State Board votes to begin revocation of SEGS Academy's charter
No qualified groups have expressed interest in taking over SEGS Academy in Delco, the director of the State Office of Charter Schools said Wednesday. (Source: SEGS Academy)
COLUMBUS COUNTY, NC (WECT) -
The State Board of Education voted in favor of beginning the revocation process for SEGS Academy's charter Thursday morning.
The board also voted to initiate the revocation process for three other charter schools: Entrepreneur High Charter, Dynamic Community Charter, and Children's Village Academy Charter.
On Wednesday, the state board was told that no qualified groups have expressed interest in taking over SEGS Academy which was recommended for closure.
Joel Medley, director of the State Office of Charter Schools, delivered the message during the board's meeting in Raleigh.

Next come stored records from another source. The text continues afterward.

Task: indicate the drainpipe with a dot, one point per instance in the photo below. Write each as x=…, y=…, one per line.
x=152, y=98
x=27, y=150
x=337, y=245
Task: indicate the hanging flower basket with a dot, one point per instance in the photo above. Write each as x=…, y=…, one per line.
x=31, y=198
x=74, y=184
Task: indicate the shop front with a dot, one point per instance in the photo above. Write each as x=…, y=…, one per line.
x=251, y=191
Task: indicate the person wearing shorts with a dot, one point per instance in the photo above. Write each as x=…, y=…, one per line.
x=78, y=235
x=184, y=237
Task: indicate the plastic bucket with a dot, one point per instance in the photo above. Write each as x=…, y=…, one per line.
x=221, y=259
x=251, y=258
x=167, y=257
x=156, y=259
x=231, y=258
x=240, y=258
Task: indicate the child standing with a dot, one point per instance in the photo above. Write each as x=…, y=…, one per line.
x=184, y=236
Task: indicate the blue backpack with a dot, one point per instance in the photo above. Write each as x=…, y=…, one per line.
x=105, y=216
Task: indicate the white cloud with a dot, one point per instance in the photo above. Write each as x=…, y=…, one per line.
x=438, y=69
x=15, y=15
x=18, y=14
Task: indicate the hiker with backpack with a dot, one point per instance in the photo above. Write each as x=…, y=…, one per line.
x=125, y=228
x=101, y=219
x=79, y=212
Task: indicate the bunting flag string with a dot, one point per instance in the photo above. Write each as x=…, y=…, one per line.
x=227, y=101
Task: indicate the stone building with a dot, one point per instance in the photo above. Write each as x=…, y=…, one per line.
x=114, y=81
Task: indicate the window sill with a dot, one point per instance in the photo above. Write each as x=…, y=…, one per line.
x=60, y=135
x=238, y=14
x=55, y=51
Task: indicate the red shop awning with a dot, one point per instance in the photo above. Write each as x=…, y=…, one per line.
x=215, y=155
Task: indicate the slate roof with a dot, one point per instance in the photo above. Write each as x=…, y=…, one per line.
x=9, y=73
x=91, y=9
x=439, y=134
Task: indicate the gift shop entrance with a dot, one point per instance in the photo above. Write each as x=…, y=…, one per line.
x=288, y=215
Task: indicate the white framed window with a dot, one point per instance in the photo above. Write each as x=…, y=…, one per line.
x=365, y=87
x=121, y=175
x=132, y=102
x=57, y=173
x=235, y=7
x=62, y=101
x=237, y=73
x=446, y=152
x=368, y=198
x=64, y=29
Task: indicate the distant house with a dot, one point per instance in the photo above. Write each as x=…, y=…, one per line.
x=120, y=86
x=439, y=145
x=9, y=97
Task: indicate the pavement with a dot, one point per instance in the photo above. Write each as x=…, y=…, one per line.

He said if the board voted Thursday to strip SEGS of its charter, the Delco school will remain open through the end of the academic year and have the option of appealing the decision.
If SEGS' charter is eventually revoked, it would be the 12th revocation in state history and the first in Southeastern NC, according to school records.
A DPI report found “serious internal control and financial issues” at the school, which opened in 2013 and serves students in Kindergarten through 6th grade.
The Department of Public Instruction placed SEGS on financial disciplinary status in August after the North Carolina State Health Plan reported that the school owed $21,570 in premium and interest payments.
Alexis Schauss, the Department of Public Instruction's director of school Business Administration, said Wednesday that problems remain.
“They still have financial solvency issues and a lack of management of their financial affairs,” Schauss said.
State officials have also noted violations of the non-profit's policy regarding contracting with family members.
Randolph Keaton, who chairs the school's board of directors, said earlier Wednesday that his biggest concern is communicating with parents and students “who are clearly shaken by the uncertainty.”
Keaton said his board wants the school to remain open.
“We have some great teachers and some great parents and some great children,” he said.